Effarée par des prêches d’imams salafistes postés sur le net, mais aussi diffusés par les télévisions qui promettent et décrivent le paradis, Nedjma (Salima Abada), une journaliste, mène l’enquête à travers l’Algérie, aidée par son collègue Mustapha : elle rencontre d’abord des gens de la rue, des jeunes dans un cybercafé, puis des acteurs culturels, écrivains, activistes, féministes, psychanalystes, etc. En un peu plus de deux heures, et en noir et blanc, car il ne s’agissait pas de tromper son monde en décrivant ce paradis en couleurs, Merzak Allouache, alias cette journaliste fictionnelle, dresse un portrait acerbe du paysage mental algérien, de la façon dont ce pays se pense un avenir. Ce n’est donc pas une enquête sur le paradis, mais ironiquement au paradis…
Nedjma, c’est le titre du roman le plus célèbre de Kateb Yacine et ce n’est pas un hasard : il y décrivait l’Algérie à l’orée de son indépendance. Une façon de mesurer le chemin parcouru. Que Merzak Allouache choisisse en outre de s’incarner dans une femme n’est pas neutre non plus : c’est bien la condition de la femme qui est en cause. Si 72 vierges sont promises aux heureux bénéficiaires masculins du paradis, qu’en est-il des femmes qui le mériteraient aussi ? Les réponses s’effacent derrière l’impossibilité de remettre en cause la parole divine, privilégiant sous l’influence du wahhabisme la lettre à l’esprit des textes, car c’est cette influence tant médiatique que sociétale de l’intégrisme musulman dans la société algérienne que Allouache veut mettre en lumière, alors même que les groupes qui s’en réclament ont mis durant une décennie le pays à feu et à sang.

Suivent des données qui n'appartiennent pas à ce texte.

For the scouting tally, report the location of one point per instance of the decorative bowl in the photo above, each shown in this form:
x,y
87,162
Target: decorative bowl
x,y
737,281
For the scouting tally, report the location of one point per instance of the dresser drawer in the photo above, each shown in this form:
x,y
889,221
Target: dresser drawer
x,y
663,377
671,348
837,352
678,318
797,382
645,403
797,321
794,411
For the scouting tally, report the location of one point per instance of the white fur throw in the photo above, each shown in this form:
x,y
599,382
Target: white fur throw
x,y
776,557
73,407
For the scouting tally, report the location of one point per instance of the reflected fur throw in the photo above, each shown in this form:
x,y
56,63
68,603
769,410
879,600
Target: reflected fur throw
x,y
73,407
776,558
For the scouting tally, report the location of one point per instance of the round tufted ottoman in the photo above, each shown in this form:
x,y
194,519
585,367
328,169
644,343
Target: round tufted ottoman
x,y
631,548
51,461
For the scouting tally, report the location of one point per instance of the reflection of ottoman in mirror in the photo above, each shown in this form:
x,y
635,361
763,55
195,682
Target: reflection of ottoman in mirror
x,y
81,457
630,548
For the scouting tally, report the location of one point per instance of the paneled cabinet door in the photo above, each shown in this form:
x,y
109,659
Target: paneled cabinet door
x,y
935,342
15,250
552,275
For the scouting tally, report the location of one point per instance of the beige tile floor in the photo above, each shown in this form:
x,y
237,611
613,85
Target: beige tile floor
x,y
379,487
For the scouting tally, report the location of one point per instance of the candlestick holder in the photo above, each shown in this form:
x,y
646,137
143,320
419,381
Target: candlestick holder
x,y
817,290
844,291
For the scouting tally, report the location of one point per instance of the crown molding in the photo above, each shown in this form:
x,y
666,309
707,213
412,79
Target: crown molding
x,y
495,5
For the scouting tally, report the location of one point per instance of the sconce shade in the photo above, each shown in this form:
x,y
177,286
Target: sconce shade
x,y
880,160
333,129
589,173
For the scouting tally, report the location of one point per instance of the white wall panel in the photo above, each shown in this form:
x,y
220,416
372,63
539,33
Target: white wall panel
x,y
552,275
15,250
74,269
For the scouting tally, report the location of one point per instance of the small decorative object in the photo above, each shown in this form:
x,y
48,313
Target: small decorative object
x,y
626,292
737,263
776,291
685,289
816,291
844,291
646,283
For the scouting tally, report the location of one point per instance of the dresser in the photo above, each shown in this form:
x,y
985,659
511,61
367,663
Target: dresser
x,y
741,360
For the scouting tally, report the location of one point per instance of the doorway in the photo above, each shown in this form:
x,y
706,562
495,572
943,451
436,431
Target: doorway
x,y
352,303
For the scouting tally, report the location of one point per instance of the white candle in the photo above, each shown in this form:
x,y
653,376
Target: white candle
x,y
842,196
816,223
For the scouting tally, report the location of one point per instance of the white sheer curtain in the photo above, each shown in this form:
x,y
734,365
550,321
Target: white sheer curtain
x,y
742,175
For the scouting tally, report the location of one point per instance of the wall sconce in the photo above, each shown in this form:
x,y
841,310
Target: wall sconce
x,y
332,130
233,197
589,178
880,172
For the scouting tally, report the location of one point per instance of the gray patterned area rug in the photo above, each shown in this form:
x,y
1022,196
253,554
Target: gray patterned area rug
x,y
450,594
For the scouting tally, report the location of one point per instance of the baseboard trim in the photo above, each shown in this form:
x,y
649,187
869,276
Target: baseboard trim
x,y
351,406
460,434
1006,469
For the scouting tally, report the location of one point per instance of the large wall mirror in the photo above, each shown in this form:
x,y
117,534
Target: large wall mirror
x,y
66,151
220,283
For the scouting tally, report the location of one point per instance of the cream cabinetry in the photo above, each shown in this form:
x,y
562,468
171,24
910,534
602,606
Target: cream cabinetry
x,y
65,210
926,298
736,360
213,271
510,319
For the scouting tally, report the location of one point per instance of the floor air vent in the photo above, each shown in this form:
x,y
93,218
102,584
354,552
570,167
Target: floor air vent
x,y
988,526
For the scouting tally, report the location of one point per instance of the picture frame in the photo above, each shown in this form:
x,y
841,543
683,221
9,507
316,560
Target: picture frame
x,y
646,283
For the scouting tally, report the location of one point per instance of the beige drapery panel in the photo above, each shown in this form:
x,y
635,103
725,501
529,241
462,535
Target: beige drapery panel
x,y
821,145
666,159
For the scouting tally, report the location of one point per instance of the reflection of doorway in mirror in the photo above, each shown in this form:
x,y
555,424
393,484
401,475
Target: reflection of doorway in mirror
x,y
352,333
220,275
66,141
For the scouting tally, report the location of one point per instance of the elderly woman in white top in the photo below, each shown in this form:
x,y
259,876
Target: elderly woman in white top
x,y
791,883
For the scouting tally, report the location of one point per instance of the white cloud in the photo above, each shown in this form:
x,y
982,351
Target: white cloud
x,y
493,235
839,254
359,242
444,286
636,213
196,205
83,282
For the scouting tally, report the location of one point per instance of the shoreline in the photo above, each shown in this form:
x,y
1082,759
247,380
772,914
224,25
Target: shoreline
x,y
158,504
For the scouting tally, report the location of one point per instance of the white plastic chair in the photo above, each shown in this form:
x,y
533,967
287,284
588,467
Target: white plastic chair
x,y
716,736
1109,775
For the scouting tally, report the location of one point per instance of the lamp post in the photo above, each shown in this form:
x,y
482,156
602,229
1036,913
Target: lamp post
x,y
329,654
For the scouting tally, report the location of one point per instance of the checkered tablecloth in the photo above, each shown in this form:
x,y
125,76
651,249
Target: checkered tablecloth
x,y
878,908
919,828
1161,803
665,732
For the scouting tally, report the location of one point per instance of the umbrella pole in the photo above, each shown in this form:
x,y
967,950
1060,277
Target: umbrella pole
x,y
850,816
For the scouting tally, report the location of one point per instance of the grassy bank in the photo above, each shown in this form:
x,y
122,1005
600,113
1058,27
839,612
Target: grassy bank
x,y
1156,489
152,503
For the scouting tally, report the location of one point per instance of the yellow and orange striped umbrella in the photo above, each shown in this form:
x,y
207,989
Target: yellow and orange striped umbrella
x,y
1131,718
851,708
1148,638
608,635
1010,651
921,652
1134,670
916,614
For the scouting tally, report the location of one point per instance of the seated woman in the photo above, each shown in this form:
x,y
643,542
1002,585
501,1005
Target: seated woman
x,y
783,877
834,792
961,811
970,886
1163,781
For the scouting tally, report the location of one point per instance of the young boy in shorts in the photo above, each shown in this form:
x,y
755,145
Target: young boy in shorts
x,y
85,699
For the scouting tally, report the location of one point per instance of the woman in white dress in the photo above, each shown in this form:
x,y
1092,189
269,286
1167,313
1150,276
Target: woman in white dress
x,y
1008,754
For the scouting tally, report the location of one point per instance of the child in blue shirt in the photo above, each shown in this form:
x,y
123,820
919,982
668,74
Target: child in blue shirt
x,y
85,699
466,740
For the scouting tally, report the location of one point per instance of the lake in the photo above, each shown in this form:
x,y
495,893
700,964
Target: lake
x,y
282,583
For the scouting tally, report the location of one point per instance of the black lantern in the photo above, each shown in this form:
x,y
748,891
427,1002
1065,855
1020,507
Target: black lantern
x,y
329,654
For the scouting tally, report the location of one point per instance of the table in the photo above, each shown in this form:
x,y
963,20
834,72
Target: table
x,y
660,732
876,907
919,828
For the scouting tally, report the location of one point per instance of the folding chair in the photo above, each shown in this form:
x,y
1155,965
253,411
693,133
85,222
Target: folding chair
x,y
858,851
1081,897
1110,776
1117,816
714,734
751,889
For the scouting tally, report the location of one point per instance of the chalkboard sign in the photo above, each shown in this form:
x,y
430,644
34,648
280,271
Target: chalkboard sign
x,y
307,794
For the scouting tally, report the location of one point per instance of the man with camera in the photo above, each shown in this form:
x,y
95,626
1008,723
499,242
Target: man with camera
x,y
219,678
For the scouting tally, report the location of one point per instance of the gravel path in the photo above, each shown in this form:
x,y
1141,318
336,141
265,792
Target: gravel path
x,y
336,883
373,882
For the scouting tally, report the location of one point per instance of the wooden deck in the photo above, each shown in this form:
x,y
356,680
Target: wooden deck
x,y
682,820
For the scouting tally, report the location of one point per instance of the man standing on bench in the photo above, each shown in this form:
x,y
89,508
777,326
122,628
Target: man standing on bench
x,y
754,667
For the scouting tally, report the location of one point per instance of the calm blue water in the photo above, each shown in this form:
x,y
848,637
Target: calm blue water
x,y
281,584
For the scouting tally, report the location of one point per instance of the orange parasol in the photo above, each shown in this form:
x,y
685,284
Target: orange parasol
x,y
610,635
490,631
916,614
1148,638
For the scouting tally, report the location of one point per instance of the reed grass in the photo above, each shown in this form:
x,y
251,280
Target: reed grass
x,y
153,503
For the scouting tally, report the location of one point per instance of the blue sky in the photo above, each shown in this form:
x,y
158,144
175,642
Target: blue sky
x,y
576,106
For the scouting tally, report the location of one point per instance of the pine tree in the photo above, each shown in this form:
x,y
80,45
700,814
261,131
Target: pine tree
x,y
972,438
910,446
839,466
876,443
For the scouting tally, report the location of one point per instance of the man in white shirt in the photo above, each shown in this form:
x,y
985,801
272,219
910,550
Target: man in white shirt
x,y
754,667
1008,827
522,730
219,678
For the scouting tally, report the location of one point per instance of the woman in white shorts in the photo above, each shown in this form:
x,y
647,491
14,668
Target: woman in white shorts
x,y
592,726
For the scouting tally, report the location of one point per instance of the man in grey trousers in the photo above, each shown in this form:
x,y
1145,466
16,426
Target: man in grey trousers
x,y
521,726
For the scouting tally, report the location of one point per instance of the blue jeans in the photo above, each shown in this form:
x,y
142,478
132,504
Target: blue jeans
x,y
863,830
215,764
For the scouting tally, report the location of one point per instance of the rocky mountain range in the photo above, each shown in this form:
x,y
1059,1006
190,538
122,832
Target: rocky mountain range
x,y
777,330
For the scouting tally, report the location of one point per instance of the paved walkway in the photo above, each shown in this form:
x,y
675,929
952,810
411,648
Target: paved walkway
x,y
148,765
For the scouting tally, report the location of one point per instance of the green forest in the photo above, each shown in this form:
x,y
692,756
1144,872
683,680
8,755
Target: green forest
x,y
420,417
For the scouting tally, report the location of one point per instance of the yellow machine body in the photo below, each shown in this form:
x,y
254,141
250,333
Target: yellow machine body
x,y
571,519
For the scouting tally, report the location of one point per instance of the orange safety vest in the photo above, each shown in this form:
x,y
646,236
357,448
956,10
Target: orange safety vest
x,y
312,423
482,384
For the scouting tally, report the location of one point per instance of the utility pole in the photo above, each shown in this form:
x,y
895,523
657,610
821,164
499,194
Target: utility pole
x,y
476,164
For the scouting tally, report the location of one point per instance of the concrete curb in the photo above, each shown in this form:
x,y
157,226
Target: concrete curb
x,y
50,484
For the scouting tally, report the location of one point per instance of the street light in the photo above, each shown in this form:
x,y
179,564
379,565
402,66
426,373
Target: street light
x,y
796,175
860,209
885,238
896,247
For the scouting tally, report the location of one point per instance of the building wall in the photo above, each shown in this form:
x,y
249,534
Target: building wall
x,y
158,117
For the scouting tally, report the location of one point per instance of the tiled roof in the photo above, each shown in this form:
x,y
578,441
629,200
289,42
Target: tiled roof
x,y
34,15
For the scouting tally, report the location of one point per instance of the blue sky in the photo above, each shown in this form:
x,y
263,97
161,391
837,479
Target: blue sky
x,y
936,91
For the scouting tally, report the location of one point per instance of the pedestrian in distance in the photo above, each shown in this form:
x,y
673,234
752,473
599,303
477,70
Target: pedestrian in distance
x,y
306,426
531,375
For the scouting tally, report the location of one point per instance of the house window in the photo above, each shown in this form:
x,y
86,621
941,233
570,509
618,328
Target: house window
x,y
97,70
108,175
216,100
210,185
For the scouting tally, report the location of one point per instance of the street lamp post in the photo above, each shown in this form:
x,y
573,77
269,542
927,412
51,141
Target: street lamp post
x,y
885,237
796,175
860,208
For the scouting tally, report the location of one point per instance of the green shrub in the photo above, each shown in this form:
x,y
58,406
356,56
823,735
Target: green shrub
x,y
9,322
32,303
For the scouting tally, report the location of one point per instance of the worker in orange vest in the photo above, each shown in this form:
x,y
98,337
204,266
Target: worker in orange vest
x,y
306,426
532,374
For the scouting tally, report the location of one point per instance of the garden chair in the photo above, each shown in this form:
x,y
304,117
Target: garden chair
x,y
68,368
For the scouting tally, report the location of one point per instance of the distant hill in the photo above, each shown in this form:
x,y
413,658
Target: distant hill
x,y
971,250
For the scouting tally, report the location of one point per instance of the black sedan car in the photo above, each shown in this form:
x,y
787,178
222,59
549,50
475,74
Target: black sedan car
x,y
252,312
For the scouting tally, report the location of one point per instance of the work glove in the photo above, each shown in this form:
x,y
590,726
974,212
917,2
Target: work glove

Il le fait en rencontrant des penseurs et des gens de terrain, rendant ainsi compte de la vitalité et de la résilience à l’œuvre. De grands noms défilent ainsi (Kamel Daoud, Boualem Sansal, Biyouna, etc.), mais aussi des acteurs de terrain, féministes, artistes, imams, anciens salafistes, etc. Allouache ne se départit cependant pas dans son approche empathique de cette amertume de vieux militant qu’il manifeste de film en film face aux blocages récurrents de son pays. Sans doute est-ce ce que lui reprochent parfois les jeunes qui voudraient davantage insister sur les tentatives de changement d’une société qui craque en tous sens.
Un passage du film est terrible, lorsque Nedjma et sa mère vont voir la plaque érigée à l’endroit où fut assassiné l’écrivain et journaliste Tahar Djaout le 26 mai 1993 de deux balles dans la tête : c’est un parking, elle y est invisible, au niveau des voitures. C’est de cette amnésie que parle Allouache, en continuité avec Le repenti. «C’est cette idéologie qui a provoqué ces massacres, cette violence», insiste-t-il. (1) Pourtant, on laisse les prêches islamistes envahir les télévisions. Est-ce pour mieux diviser la société et juguler sa révolte, sans qu’un projet alternatif ne puisse émerger pour transformer et moderniser la société ? Les jeunes finissent par leur emprunter leurs tournures et leur vocabulaire…
Tourné pratiquement sans budget, Enquête au paradis rend compte du rapport illusoire à la religion dans un pays où, comme le rappelle Boualem Sansal, «les islamistes dominent culturellement la société», modifiant le rapport à la foi et au sacré, mais aussi encadrant l’éducation et la culture sans que le pouvoir en place ne réagisse efficacement. Une enquête passionnante de bout en bout.